ChileLa “Fundación Padre Semeria”, voluta e fondata da Padre Antonio Bottazzi nel 1984, opera con due centri di accoglienza a Santiago del Cile (Buen Camino, maschile e Nazareth, femminile) ed un terzo Padre Felice Sala, femminile, a San Vicente, ad un centinaio di chilometri da sud della capitale. La Fundacion offre così una risposta al gravissimo problema dell’emarginazione e dell’abbandono familiare degli adolescenti dai dieci ai diciotto anni. Tutti ragazzi di strada passati attraverso grandi tragedie ed indicibili sofferenze e violenze. Questi adolescenti sono vittime di un forte ritardo affettivo, che dà vita ad una miscela esplosiva fatta di rabbia, rancore ma con un grande bisogno di tranquillità, sicurezza e serenità. Gestire queste complesse realtà è il difficile compito del personale e dei volontari che quotidianamente si occupano di questi ragazzi e ragazze, accompagnandoli nel loro processo educativo e di formazione non solo scolastica.

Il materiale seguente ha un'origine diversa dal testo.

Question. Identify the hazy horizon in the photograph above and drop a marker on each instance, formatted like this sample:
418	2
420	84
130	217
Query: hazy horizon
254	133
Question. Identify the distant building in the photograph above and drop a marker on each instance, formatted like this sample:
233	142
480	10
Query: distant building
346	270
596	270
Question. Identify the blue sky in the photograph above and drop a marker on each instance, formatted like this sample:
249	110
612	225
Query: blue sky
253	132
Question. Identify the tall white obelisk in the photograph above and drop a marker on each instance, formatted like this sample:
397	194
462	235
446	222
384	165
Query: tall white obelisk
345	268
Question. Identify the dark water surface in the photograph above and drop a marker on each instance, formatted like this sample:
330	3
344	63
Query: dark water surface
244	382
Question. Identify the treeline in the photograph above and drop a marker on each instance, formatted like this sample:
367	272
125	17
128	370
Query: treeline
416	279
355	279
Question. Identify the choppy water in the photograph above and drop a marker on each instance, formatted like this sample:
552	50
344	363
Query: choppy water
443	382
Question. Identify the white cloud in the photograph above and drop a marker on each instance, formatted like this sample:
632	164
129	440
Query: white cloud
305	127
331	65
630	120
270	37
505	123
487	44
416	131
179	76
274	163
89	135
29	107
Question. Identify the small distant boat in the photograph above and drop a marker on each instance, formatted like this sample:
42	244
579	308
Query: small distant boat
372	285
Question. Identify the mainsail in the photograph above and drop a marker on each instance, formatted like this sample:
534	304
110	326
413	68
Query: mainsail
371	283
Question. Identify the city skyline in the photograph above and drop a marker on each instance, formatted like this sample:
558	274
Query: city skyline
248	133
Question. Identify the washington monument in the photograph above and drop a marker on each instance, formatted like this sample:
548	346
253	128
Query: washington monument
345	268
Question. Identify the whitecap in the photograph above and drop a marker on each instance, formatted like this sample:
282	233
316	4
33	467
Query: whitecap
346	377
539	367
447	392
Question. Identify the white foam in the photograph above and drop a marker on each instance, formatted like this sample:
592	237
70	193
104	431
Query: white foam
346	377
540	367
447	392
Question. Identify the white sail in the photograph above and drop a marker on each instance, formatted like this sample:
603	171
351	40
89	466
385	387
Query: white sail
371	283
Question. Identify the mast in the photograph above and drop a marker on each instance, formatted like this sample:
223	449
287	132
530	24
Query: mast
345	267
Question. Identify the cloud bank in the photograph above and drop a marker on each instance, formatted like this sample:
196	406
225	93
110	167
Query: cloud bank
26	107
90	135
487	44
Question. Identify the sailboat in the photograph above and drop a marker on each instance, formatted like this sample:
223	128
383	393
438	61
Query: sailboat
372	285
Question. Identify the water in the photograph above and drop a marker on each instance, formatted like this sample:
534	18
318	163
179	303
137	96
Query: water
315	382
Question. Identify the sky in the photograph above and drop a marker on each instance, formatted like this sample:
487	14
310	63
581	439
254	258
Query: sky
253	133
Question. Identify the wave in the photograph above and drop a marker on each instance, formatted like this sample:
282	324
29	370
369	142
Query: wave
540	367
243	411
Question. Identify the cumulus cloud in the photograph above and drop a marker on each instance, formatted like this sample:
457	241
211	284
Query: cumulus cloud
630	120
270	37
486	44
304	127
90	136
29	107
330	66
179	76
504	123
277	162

Ogni storia è diversa dall’altra, ma ognuna contiene il triste carico di una profonda angoscia interna, dovuta all’esperienza di abbandono da parte dei genitori, spesso dopo aver subito violenze ed abusi di ogni tipo. Storie che fanno inorridire. Chi è arrivato da poco agli hogares ha ancora negli occhi  la paura, la sfiducia nel genere umano, la disperazione, i vuoti interiori. Con il passare del tempo le cose migliorano lentamente, ci sono i primi segnali di integrazione con i compagni e con il personale. La “Fundación Padre Semeria” ospita attualmente quasi cento adolescenti, seguendoli negli studi ed offrendo loro un ambiente pedagogicamente sano e sereno in cui crescere e rendersi capaci di affrontare la vita. E’ necessario, oltre a regole ben precise, molto equilibrio e competenza da parte del personale per disegnare e favorire un reale percorso educativo.

Ogni individuo ha problemi enormi: ritardo affettivo, ritardo scolastico, difficili processi di elaborazione e superamento delle violenze e dei soprusi patiti. Una volta subito l’oltraggio dell’abbandono infantile, non vogliono più affezionarsi nuovamente a qualcuno anche se ne hanno un disperato bisogno.

Tutto il personale dei tre Centri è fortemente motivato e lavora con spirito di sacrificio ed abnegazione, considerando il proprio incarico per quello che in realtà è: una missione umanitaria e di aiuto a questi poveri adolescenti che, per un certo periodo della loro vita, non sono più stati considerati nemmeno individui!